But the heart of the concept was key escrow. In the factory, any new telephone or other device with a Clipper chip would be given a "cryptographic key", that would then be provided to the government in "escrow". If government agencies "established their authority" to listen to a communication, then the key would be given to those government agencies, who could then decrypt all data transmitted by that particular telephone. The newly formed Electronic Frontier Foundation preferred the term "key surrender" to emphasize what they alleged was really occurring.

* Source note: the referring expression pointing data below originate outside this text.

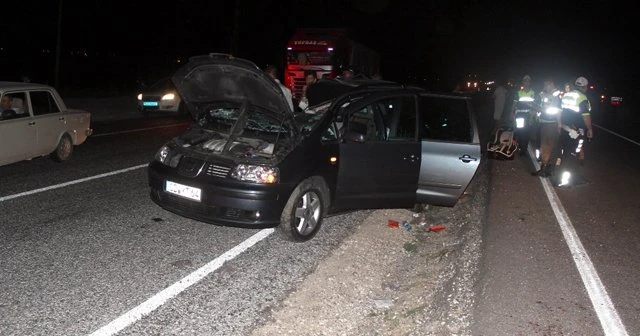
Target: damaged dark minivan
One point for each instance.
(249, 161)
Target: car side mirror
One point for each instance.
(351, 136)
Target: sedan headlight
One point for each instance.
(257, 174)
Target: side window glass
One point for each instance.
(446, 119)
(365, 121)
(14, 105)
(43, 103)
(399, 114)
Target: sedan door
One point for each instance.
(450, 148)
(18, 136)
(380, 169)
(17, 140)
(49, 120)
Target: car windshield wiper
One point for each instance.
(238, 128)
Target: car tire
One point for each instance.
(64, 149)
(419, 207)
(305, 209)
(182, 109)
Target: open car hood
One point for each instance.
(211, 78)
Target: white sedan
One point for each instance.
(34, 121)
(161, 96)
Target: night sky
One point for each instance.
(111, 43)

Organizations such as the Electronic Privacy Information Center and the Electronic Frontier Foundation challenged the Clipper chip proposal, saying that it would have the effect not only of subjecting citizens to increased and possibly illegal government surveillance, but that the strength of the Clipper chip's encryption could not be evaluated by the public, as its design was classified secret, and that therefore individuals and businesses might be hobbled with an insecure communications system. Further, it was pointed out that while American companies could be forced to use the Clipper chip in their encryption products, foreign companies could not, and presumably phones with strong data encryption would be manufactured abroad and spread throughout the world and into the United States, defying the point of the whole exercise, and, of course, materially damaging U.S. manufacturers en route. Then-Senator John Ashcroft and John Kerry were opponents of the Clipper chip proposal, arguing in favor of the individual's right to encrypt messages and export encryption software.[2]
The release and development of several strong cryptographic software packages such as Nautilus, PGP[3] and PGPfone was in response to the government push for the Clipper chip. The thinking was that if strong cryptography was freely available on the internet as an alternative, the government would be unable to stop its use. This strategy was mostly effective; and key escrow in the form of the Clipper chip died.

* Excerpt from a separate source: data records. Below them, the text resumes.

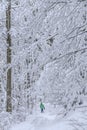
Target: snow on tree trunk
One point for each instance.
(8, 26)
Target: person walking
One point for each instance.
(42, 107)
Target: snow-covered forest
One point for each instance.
(43, 57)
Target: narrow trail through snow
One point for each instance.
(49, 121)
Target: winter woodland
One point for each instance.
(43, 56)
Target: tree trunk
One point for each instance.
(8, 26)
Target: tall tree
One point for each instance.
(8, 26)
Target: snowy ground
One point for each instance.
(75, 120)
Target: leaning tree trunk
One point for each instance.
(8, 27)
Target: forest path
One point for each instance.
(76, 120)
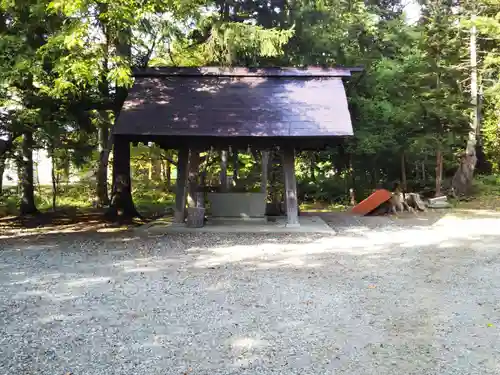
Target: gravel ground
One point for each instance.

In 1994, Matt Blaze published the paper Protocol Failure in the Escrowed Encryption Standard.[4] It pointed out that the Clipper's escrow system has a serious vulnerability. The chip transmitted a 128-bit "Law Enforcement Access Field" (LEAF) that contained the information necessary to recover the encryption key. To prevent the software that transmitted the message from tampering with the LEAF, a 16-bit hash was included. The Clipper chip would not decode messages with an invalid hash; however, the 16 bit hash was too short to provide meaningful security. A brute force attack would quickly produce another LEAF value that would give the same hash but not yield the correct keys after the escrow attempt. This would allow the Clipper chip to be used as an encryption device, while disabling the key escrow capability.

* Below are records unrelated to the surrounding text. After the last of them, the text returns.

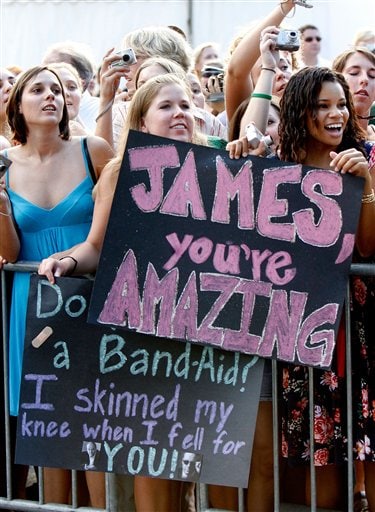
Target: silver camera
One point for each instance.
(287, 40)
(255, 137)
(127, 58)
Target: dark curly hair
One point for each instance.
(300, 100)
(15, 118)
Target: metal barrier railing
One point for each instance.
(9, 503)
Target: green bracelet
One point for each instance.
(261, 95)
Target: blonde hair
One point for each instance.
(57, 66)
(139, 106)
(163, 41)
(169, 66)
(198, 50)
(362, 36)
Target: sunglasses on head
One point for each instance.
(309, 39)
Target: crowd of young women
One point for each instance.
(316, 116)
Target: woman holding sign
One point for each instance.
(46, 203)
(319, 128)
(162, 106)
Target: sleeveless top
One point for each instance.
(42, 232)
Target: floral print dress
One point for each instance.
(330, 438)
(363, 357)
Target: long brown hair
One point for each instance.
(300, 100)
(16, 120)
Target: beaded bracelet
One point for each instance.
(70, 257)
(268, 69)
(261, 95)
(368, 198)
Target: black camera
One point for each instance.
(288, 40)
(127, 58)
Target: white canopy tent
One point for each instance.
(29, 27)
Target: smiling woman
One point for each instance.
(46, 205)
(318, 127)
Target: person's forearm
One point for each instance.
(258, 108)
(9, 241)
(244, 57)
(104, 122)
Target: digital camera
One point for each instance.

The Clipper chip was not embraced by consumers or manufacturers and the chip itself was a dead issue by 1996. The U.S. government continued to press for key escrow by offering incentives to manufacturers, allowing more relaxed export controls if key escrow were part of cryptographic software that was exported. These attempts were largely made moot by the widespread use of strong cryptographic technologies such as PGP, which was not under the control of the U.S. government.
In 1998 Skipjack, the encryption algorithm used in Clipper, was declassified.